Find the potential between two parallel planes. The first is in x=0, the second in x=L.

[itex]\Phi(x=L)=\Phi_0 |sin(ky)|[/itex]

and

[itex]\Phi (x=0)=0[/itex]

What I thought I should do is look for a solution of the sort:

[itex]X(x)=Ae^{\sqrt{k^2+l^2}}+Be^{-\sqrt{k^2+l^2}}[/itex]

[itex]Y(y)=Csin(ky)+Dcos(ky)[/itex]

[itex]Z(z)=Esin(lz)+Fcos(lz)[/itex]

Then, I should start checking which of the terms should vanish.

But when I looked at the published solution, it was completely different:

[itex]|sin ky|=\sum_{n=0}^{\infty}{A_ncos(2kny)}

[/itex]

[itex]\rightarrow |sin(ky)|=\frac{2}{\pi}+\sum{\frac{4}{\pi(1-4n^2)}}cos(2kny)[/itex]

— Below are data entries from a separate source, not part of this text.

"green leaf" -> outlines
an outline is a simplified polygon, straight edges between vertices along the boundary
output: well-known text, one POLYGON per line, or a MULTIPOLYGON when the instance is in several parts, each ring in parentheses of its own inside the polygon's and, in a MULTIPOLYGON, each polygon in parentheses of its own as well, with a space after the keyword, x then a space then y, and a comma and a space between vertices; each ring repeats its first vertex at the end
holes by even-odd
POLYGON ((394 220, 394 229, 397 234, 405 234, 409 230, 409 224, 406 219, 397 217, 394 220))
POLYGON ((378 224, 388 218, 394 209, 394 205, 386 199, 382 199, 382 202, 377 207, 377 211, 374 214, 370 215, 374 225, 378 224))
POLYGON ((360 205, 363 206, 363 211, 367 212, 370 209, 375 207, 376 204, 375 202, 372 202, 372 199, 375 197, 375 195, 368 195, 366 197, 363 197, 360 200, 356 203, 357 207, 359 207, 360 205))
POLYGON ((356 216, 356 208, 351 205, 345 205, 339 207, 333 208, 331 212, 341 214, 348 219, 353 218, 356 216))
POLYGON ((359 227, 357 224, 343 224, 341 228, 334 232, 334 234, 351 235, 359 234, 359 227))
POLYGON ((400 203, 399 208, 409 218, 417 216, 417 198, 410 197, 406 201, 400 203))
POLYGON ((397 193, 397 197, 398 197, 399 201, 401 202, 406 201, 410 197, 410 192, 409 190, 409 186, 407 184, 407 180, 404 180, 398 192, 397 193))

So now we seek a solution for Laplas eq. this way:

[itex]\Phi(x,y)=C_0x+\sum_{n=1}^\infty{C_n(x)cos(2kny)}[/itex]

and:

[itex]\frac{d^2}{dx^2}C_n =(2kn)^2C_n[/itex]

I don't understand this solution at all.

Why should one expand this function, |sin(ky)| ?

and what is the last equation:

[itex]\frac{d^2}{dx^2}C_n =(2kn)^2C_n[/itex]

Thank you so much!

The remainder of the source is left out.